Comments sorted by top scores.

comment by quanticle · 2019-05-12T19:06:21.121Z · LW(p) · GW(p)

PowerShell does a lot of this, doesn't it? PowerShell abandons the concept of programs transferring data as text, and instead has them tranferring serialized .Net objects (with type annotations) back and forth. It doesn't extend to the filesystem, but it's entirely possible to write functions that enforce type guarantees on their input (i.e. requiring numbers, strings, or even more complicated data types, like JSON).

A good example is searching with regexps. In Unix, grep returns a bunch of strings (namely the lines which match the specified regex). In PowerShell, Select-String returns match objects, which have fields containing the file that matched, the line number that matched, the matching line itself, capture groups, etc. It's a much richer way of passing data around than delimited text.
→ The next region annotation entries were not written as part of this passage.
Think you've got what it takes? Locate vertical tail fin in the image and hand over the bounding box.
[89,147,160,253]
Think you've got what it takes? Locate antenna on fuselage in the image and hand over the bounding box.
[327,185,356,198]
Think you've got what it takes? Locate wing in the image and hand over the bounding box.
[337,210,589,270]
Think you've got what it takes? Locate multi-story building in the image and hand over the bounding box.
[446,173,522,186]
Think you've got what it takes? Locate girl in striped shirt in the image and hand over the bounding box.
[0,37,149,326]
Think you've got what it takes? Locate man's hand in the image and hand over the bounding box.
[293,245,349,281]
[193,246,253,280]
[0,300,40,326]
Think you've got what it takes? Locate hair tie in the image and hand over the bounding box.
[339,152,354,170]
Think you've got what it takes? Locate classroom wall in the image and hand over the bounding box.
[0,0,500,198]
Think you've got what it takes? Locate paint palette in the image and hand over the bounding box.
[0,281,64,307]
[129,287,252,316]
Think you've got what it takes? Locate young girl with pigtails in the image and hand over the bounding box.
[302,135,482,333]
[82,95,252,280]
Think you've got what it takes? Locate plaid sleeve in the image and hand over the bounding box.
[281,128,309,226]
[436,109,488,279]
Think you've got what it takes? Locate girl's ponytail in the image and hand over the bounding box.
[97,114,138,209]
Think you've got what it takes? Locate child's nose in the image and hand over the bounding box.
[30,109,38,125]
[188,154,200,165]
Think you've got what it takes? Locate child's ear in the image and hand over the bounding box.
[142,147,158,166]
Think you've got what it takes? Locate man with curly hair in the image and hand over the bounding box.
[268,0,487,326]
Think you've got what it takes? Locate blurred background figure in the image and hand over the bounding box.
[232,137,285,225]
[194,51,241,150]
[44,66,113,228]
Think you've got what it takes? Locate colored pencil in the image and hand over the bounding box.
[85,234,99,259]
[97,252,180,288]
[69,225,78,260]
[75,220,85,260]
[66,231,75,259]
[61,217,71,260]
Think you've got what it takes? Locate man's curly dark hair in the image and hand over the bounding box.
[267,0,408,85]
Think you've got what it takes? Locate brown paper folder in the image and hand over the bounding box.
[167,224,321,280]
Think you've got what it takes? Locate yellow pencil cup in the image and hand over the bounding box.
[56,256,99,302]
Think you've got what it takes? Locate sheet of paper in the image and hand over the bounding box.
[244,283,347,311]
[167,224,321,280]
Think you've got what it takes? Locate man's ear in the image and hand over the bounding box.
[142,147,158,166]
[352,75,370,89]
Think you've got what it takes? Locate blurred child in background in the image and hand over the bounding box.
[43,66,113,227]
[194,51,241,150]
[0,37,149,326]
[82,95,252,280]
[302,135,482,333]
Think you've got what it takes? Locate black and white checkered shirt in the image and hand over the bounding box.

comment by Julian O · 2019-05-12T17:05:13.831Z · LW(p) · GW(p)

In the early 1990s, there was a computer called the Rational 1000, which was pretty much a specialised development machine for producing code in the Ada programming language.

The "shell" language for the system was... Ada.

It was a weird choice - Ada is compiled. Ada is a strongly/strictly typed language. Ada is certainly not terse, but the IDE helped with a lot of the boilerplating. It is not what you normally think of as a scripting language.

Nonetheless, I think it was very successful. The users all knew Ada well. The command line (itself, written with the help of an IDE) knew all the types of all the parameters and could help complete them (alas - very, very slowly).

I see this as an anecdote to support your idea that a typed scripting language could work.

comment by mako yass (MakoYass) · 2019-05-13T23:47:32.605Z · LW(p) · GW(p)

Make a powerful enough system shell with an expressive enough programming language, and you shall be able to unify the concepts of GUI and API, heralding a new age of user empowerment, imo.

This unification is one of the projects I'd really like to devote myself to, but I'm sort of waiting for Rust GUI frameworks to develop a bit more (since the shell language will require a new VM and the shell and the language server will need to be intimately connected, I think Rust is the right language). (It may be possible to start, at this point, but my focus is on other things right now.)